The Ash Wednesday bushfires were a series of bushfires that occurred in south-eastern Australia on 16 February 1983, which was Ash Wednesday in the Christian calendar. Within twelve hours, more than 180 fires fanned by winds of up to 110 km/h (68 mph) caused widespread destruction across the states of Victoria and South Australia.In Victoria, 47 people died, while in South Australia there were 28 deaths. This included 14 CFA and 3 CFS volunteer fire-fighters who died across both states that day. Ash Wednesday was one of Australia’s costliest natural disasters. Over 3,700 buildings were destroyed or damaged and 2,545 individuals and families lost their homes. Livestock losses were very high, with over 340,000 sheep, 18,000 cattle and numerous native animals either dead or later destroyed.

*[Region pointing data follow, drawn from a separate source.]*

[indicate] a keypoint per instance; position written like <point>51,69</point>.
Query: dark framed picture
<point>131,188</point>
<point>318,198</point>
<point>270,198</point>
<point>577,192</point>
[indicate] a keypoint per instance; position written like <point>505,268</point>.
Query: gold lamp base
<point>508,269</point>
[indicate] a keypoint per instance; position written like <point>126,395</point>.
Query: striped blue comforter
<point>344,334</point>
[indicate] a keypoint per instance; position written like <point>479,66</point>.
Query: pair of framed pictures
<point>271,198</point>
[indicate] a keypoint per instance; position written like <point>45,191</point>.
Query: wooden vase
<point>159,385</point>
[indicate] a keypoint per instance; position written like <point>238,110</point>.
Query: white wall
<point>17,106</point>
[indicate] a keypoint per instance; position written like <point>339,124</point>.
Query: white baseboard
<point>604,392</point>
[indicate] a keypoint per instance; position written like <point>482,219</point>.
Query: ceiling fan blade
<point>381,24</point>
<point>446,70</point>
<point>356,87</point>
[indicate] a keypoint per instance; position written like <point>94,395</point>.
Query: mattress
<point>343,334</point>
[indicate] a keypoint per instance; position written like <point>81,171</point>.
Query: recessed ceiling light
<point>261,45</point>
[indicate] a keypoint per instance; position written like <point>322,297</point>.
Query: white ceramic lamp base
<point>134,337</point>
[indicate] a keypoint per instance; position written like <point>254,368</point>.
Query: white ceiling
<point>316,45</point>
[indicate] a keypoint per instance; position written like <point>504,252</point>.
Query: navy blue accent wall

On Ash Wednesday, fire ripped through Cockatoo about 7.30pm. As the sirens sounded, many townsfolk, mainly women, children and the elderly, fled to the kinder for sanctuary. When the flames swept across them and the building filled with smoke, they lay on the floor with wet towels over their heads while firefighters climbed on to the roof to rescue them.
In 2016, that kindergarten was re-opened as the Ash Wednesday Bushfire Education Centre; a place of learning about the events of Ash Wednesday, as well as a place of reflection and remembrance.
This memorial centre provides a place to remember those who lost their lives or were affected by the Ash Wednesday bushfires. The fires claimed the lives of six people and destroyed much of the Cockatoo township.Additionally, the centre pays tribute to the efforts of firefighters and other emergency services workers during the fires, as well as educating visitors on how to protect themselves against the threat of bush fires.
Ash Wednesday Bushfire Education Centre Garden
The Black Saturday bushfires were a series of bushfires that ignited or were burning across the Australian state of Victoria on and around Saturday, 7 February 2009 and were among Australia’s all-time worst bushfire disasters. The fires occurred during extreme bushfire-weather conditions and resulted in Australia’s highest ever loss of life from a bushfire; there were 180 direct fatalities. Many were left homeless as a result. As many as 400 individual fires were recorded on 7 February.
The Ash Wednesday Bushfire Education Centre currently has on loan a poignant display from The Phoenix Museum up in Marysville, and the centre will be open on the 7th of Feb in memory of the 10th anniversary of Black Saturday. It will be open from 3pm until 8 pm. Entry is $2 per person or $5 per family
When you make the time to get over to Cockatoo to check out the Ash Wednesday Bushfire Education Centre, be sure to take a moment or two in the reflective garden; it features a Corymbia ficifolia tree (red flowering gum) planted by the late Princess of Wales and Prince of Wales during their March 1983 visit to Cockatoo.